As we all bear witness to the current shift away from gasoline engines, we end up with some truly blockbuster matchups. No longer is it just carbs vs. fuel injection, rear-wheel drive vs. front-wheel drive, displacement vs. boost, or manuals vs. automatics. Now we have rivalries that pit internal combustion in its entirety against and the very future of automotive power. Cue the explosions and thunder storm. We don’t even have to use cars from different manufacturers. Case in point: the M4 vs. the i8.
Despite drastically different approaches to performance, the stats on these machines are actually nearly parallel: both take a little less than 4.5 seconds to hit 60 mph, both weigh about 3,450 pounds, and both can attain a top speed of 155 mph.
Yes, the power and torque figures are completely skewed, and the drive layouts are thoroughly dissimilar, but that’s what makes it so interesting. It’s the old school against the new school, analog against digital. The petroleum will run out eventually, but today is not that day. Who will win this battle?
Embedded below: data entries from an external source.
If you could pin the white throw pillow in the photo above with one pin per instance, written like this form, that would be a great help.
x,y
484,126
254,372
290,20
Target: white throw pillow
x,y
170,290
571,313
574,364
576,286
Autocar set out to find the answer using a race track and two capable drivers. The result is what you’d expect in some ways, but a complete surprise in others. As the future wrestles away the present from the past, we expect many more battles like this to come.
Click past the jump to read more about the BMW i8 and M4.
Taking a spot at fourth on our list of top Performance Cars of the Year, the i8 represents the Bavarian way forward for sporting drives when the fuel starts to run out. Not only is it the first mid-engine car BMW has made in several decades, it’s also the company’s first sports-oriented hybrid, with a turbocharged, 1.5-liter, three-cylinder engine driving the rear wheels, and an electric motor spinning the fronts. Total combined output when the battery is topped off comes to 362 horsepower and 420 pound-feet of torque, which is especially impressive when considering its 95 MPGe rating.
Even though there are two engines and a floor of batteries onboard, BMW kept weight down by using aluminum and carbon-fiber-reinforced plastic extensively in the construction. It also looks tremendous; just strap an ion drive onto the roof, and the i8 could easily sit in some spaceman’s orbiting asteroid garage.
As the more conventional sports car option in this contest, the M4 is responsible for defending the honor of un-electrified displacement all over the world. But don’t think this machine is a relic from the past: the new M4 uses two turbos to boost a 3.0-liter, inline-six, petrol engine to 425 horsepower and 406 pound feet of torque, with peak output hitting around 5,500 rpm. That’s a good deal lower than the 4.0-liter V-8 that it replaces, which should help offset the instant torque of the hybrid i8.
Putting down the power is a seven-speed, dual clutch transmission, but there’s also a standard six-speed for those who like it the old-fashioned way. It’s a front-engine, rear-wheel-drive coupe; it doesn’t get much more traditional than that.